Jimmy is a clinically overweight teen who is starting high school. He is immediately the target for relentless bullying but tries ignoring his classmates’ tormenting by focusing his attention on losing weight and trying to win over a girl he fancies in his classroom.
Based on a novel by Diane Lang and Michael Buchanan, this is a serviceable lesson about how children can attempt to keep a positive attitude despite facing all sorts of adversities. Said adversities Jimmy faces start as typical bullying, which is portrayed in this film in a realistic fashion, and escalates to extremely serious issues regarding his best friend, whom is facing even greater challenges living in a broken home with an alcoholic father.
The characters are beyond just archetypes such as the common, sympathetic protagonist, misunderstood but cute girl, goofy buddy, and meat-head antagonists. The performances from the lead and supporting cast are solid and help to liven our interest in the characters’ conflicts instead of becoming bored by seeing them simply go through the motions.

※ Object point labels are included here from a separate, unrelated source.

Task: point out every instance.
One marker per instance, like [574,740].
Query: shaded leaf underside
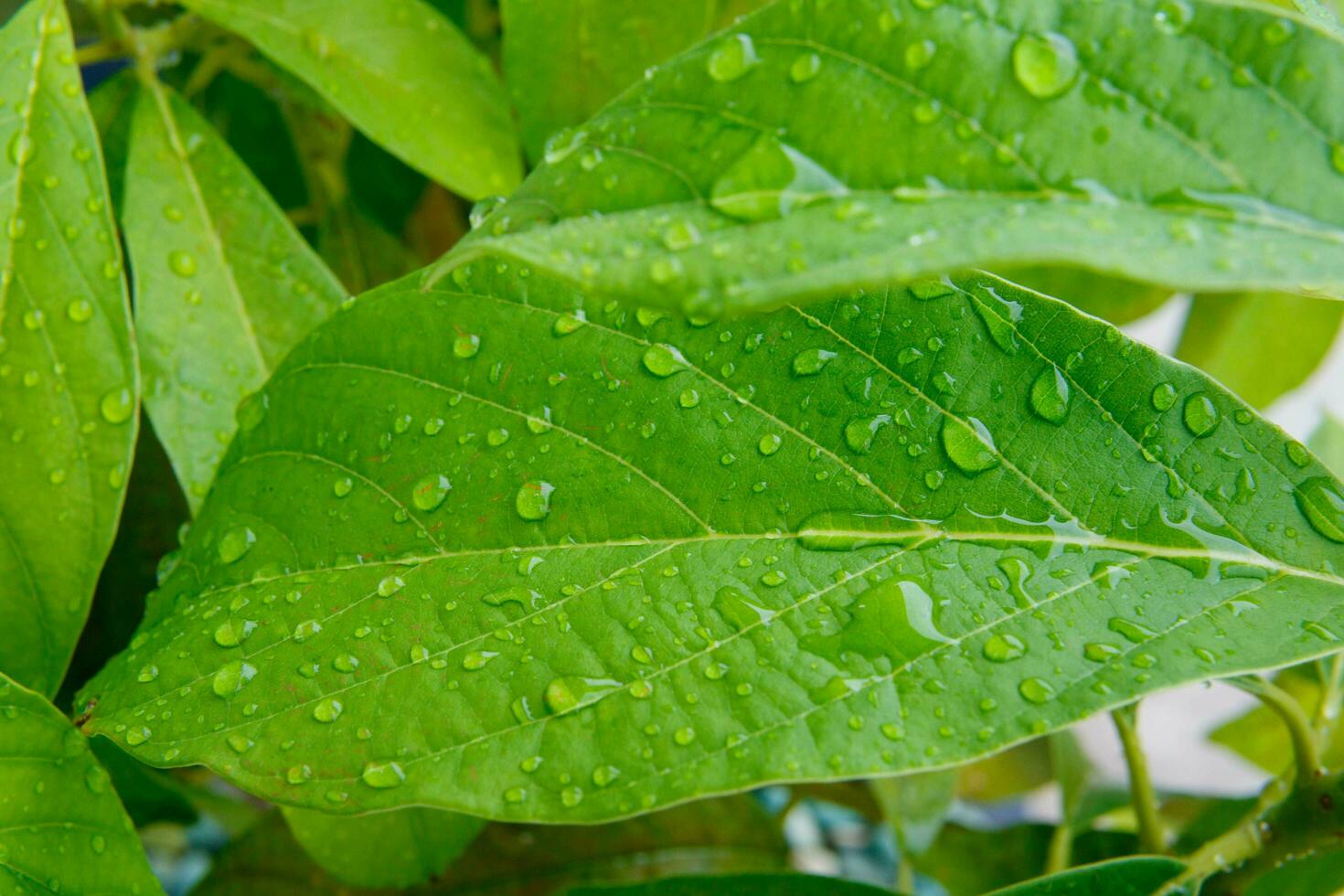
[512,551]
[820,146]
[69,389]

There is a strange subplot where Jimmy and his best friend attempt to fish out a child murderer by using Myspace. Said subplot places an interesting spin on the bullying theme because Jimmy is using his sister as a part of this scheme and embarrasses her in the process. Jimmy, and us through Jimmy, learn about bullying by seeing him as a victim as well as acting out as a bully himself.
There is a slight Christian angle to this film but it is not of the preachy sort that makes it unrelatable to those outside of the religion. It is simply a part of the characters’ lives and a device used for Jimmy to nervously ask out his crush.

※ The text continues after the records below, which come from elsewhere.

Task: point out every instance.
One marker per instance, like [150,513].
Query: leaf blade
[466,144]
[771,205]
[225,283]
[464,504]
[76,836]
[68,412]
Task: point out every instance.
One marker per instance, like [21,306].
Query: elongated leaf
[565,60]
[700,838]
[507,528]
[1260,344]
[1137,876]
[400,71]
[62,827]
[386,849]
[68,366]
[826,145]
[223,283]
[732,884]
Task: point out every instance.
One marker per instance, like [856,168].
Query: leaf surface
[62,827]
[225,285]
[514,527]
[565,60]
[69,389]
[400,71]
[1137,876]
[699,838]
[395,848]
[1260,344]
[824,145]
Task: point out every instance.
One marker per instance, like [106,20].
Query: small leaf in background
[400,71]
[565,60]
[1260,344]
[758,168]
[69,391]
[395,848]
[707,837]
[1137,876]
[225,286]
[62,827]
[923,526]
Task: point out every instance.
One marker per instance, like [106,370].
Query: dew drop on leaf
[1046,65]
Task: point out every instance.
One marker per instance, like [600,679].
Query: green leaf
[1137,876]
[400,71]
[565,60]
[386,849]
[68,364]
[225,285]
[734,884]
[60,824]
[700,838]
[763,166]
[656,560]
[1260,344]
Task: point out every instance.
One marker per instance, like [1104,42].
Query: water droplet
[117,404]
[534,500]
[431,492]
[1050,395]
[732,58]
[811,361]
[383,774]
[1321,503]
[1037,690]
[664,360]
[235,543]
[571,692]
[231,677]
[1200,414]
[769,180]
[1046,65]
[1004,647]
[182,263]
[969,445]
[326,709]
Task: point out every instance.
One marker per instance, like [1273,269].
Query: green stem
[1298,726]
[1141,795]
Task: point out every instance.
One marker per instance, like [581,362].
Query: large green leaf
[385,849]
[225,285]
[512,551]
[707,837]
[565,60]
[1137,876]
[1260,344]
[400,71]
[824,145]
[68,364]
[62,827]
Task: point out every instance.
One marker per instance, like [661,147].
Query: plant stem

As mentioned before, there are some extremely serious issues being dealt with. The DVD packaging advertises the film as “Family Approved,” but parents out there should be warned that there are mentions and/or depictions of self-mutilation, drinking, and abuse both verbal and physical (coming from adults and children). I fully advocate parents showing this film to their kids because it deals with such heavy subjects and does not shy away when the situation is uncomfortable to witness. The main characters experience great pain and have to endure by finding strength within, instead of being saved by some external scapegoat, deus ex machina, or fantasy wish fulfillment like other “family films might. With that in mind, if parents do choose to show this to their children, they should be prepared to discuss it so that there are no misunderstandings. The issues in this film are important but could be shocking to sensitive viewers.
Widescreen 1.85:1. HD TVs frequently reveal any flaws a DVD presentation may contain that a Blu Ray would have possibly mended, or a lesser television may have masked. The picture quality is not the crispest on this film but, even on an HD TV, it does not look too bad. The film’s lower budget means that darker scenes can be a little bit cloudy, and there is nothing too fancy happening when the director tries to be stylish with the visuals (such as a bloom when Jimmy wakes up in a haze to the sounds of his best friend in a fight).
English Dolby Digital 2.0 Stereo. It’s a shame that this isn’t offered in Surround but the sound is still nicely presented. The dialogue and music are clear and mixed well together.
I feel obligated to mention how frustrating the menu is to navigate, and there isn’t another section that is more appropriate. There should be more Play All options for the bonus interviews and the main menu should be easier to return to without cycling through all scenes etc.
Cast Interviews: Essentially trailers for the film where the central cast make basic, descriptive comments about their characters and their relationship to the story. Five interviews/trailers in total.
Commentary by the Director and the Authors of the Novel: A nice dynamic having the Director speak about the production of the film while having the novel’s writer’s offer their reactions to seeing the result of the adaptation from one medium to another.
Bullying Prevention Info: A DVD rom bonus that is available if you place the disc into your computer. This is a very nice, appropriate companion to this film.
Book Preview: Accessed the same as DVD rom “Bullying Prevention” info.
This film doesn’t reinvent the wheel with its storytelling, but it does make for a nice lesson in understanding what it means to struggle as a teenager in the face of bullying, be it from classmates, family or even adults. More life lessons than entertainment, to be used to instigate conversations with young people, not for relaxing with a bowl of popcorn in hand.